Amadou Sy and Radhika Goyal | July 17, 2015 11:43am
In advance of President Obama’s trip to East Africa on July 23, the Africa Growth Initiative has prepared short travel companions on the economic environments in both Ethiopia and Kenya. The president’s visit to Ethiopia, a rapidly growing economy and the seat of the African Union, underpins the United States’ commitment not only to trade and investment with sub-Saharan Africa, but also its willingness to engage the continent as a whole. Below are key facts on Ethiopia’s economy to consider as President Obama travels to the region. Facts on Kenya can be found here.
Ethiopia is the fifth-fastest growing economy of the 188 International Monetary Fund member countries. The Ethiopian economy has enjoyed strong economic growth with average GDP growth over 10 percent in the past decade, compared to a 5.4 percent average throughout sub-Saharan Africa. This growth has been largely a result of government-led development policies with an emphasis on public investment, commercialization of agriculture, and non-farm private sector development.
Ethiopia is on its way to become a “climate resilient” economy by 2025: Ethiopia has the second-highest hydropower generating capacity in Africa, after the Democratic Republic of the Congo, and the continent’s biggest windfarm. Despite limited hydrocarbon resources compared to neighboring oil-rich nations, Ethiopia exports power to parts of Kenya, Djibouti, and Sudan.
Ethiopia is at the focal point of emerging economies’ interest with various delegations of foreign investors from other emerging economies seeking investment opportunities in the country. A recent Brookings report documents highlights the role played by Chinese investments in Ethiopia’s infrastructure financing. Similarly, India is the biggest investor in land in Ethiopia, with Indian companies accounting for almost 70 percent of the land acquired by foreigners.
Ethiopia has made progress towards reaching most of the Millennium Development Goals. Together with strong government action and the largest social protection scheme in the region, Ethiopia has seen remarkable progress towards its development targets. Apart from the overall decline in poverty (reduced by 33 percent since 2000), positive gains have been made in terms of education, health and reducing the prevalence of HIV and AIDS.
Ethiopia has prioritized infrastructure development and regional integration. Ethiopia isinvesting heavily in physical infrastructure as part of its development strategy. This includes the development and upgrading of the country’s power, transport, and telecommunications facilities, with a brand new railway network and the construction of a number of hydroelectric power stations that will allow the country to continue to export power to neighboring countries.

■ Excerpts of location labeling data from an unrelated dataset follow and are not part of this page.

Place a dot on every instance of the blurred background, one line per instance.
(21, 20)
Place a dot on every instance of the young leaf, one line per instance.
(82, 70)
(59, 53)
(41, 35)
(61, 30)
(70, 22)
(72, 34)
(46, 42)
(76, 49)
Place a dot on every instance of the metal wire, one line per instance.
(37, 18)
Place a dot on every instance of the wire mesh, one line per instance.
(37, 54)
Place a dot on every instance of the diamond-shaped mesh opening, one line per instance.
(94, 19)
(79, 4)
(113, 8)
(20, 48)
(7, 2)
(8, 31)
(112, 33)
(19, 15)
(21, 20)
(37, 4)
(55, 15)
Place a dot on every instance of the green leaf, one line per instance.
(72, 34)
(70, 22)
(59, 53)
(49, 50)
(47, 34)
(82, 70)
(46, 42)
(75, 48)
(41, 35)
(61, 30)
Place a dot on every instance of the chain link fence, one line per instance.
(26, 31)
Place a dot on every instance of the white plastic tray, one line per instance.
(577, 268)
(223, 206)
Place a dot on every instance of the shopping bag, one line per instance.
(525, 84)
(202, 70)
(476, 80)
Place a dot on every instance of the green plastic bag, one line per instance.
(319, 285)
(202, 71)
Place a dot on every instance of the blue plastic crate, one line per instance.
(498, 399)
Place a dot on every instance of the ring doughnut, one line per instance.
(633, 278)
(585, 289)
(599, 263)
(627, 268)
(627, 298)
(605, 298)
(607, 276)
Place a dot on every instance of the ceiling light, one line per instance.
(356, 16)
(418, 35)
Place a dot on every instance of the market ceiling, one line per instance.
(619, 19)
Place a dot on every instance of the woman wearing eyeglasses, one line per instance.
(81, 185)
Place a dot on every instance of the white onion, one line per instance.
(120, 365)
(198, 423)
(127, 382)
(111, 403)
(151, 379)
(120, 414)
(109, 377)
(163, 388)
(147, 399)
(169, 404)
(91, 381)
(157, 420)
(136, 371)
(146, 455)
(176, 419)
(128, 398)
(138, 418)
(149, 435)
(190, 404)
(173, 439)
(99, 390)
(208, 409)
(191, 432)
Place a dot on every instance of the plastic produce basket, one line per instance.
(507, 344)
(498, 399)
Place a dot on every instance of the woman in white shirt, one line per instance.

Ethiopia has made significant progress in improving its economic performance in recent years thanks to the implementation of sound economic policies and financial support from the international community. The following challenges could undermine this rapid economic expansion:
Though economy continues to grow impressively, structural transformation lags. The Ethiopian economy is based on agriculture, which accounts for about 45 percent of GDP and roughly 60 percent of export earnings. Over three-quarters of the population is still employed in the sector, and efforts to pull labor into more productive sectors like manufacturing and service sectors are limited.
Ethiopia’s per capita GDP of $505 is one of the world’s lowest. Though per capita GDP is on the rise—7.2 percent in 2014—it is still the one of the poorest in the world, ranking 173 out of 187 countries on the Human Development Index. Similarly, despite Ethiopia outperforming many sub-Saharan countries in poverty reduction, widespread malnutrition continues to haunt the nation. Estimates suggest that the country loses around 16.5 percent of its GDP each year to the long-term effects of child malnutrition. Dependency on agriculture—coffee in particular—leaves the large rural population vulnerable to droughts, natural disasters, and other economic shocks. Recent periods of rapid inflationary pressures reaching a peak of over 40 percent in 2011 with food prices rising at 100 percent, and large refugee inflows from Eritrea and South Sudan (Ethiopia is Africa’s largest refugee-hosting country) further aggravate these trends.
The country still relies heavily on aid to achieve its development goals. Ethiopia receives the most USAID assistance of any sub-Saharan African country, ranked seventh worldwide. Even among other donors, Ethiopia remains the single-largest recipient of official development assistance in sub-Saharan Africa.
The state continues to maintain control of key economic sectors. With just over 2 percent internet penetration and 27 percent cellular telephone subscriptions, Ethiopia has one of the lowest rates of internet and mobile telephone penetration in the world. Persistent state interventions (including nationwide internet filtering), public sector monopoly over the telecom sector (investment in telecommunications must be in partnership with the Ethiopian government), and a relatively closed economy have suppressed the growth of economic freedom over the past five years.
Amadou Sy is director of the Africa Growth Initiative and currently serves as a member of the Editorial Board of the Global Credit Review. His research focuses on banking, capital markets, and macroeconomics in Africa and emerging markets.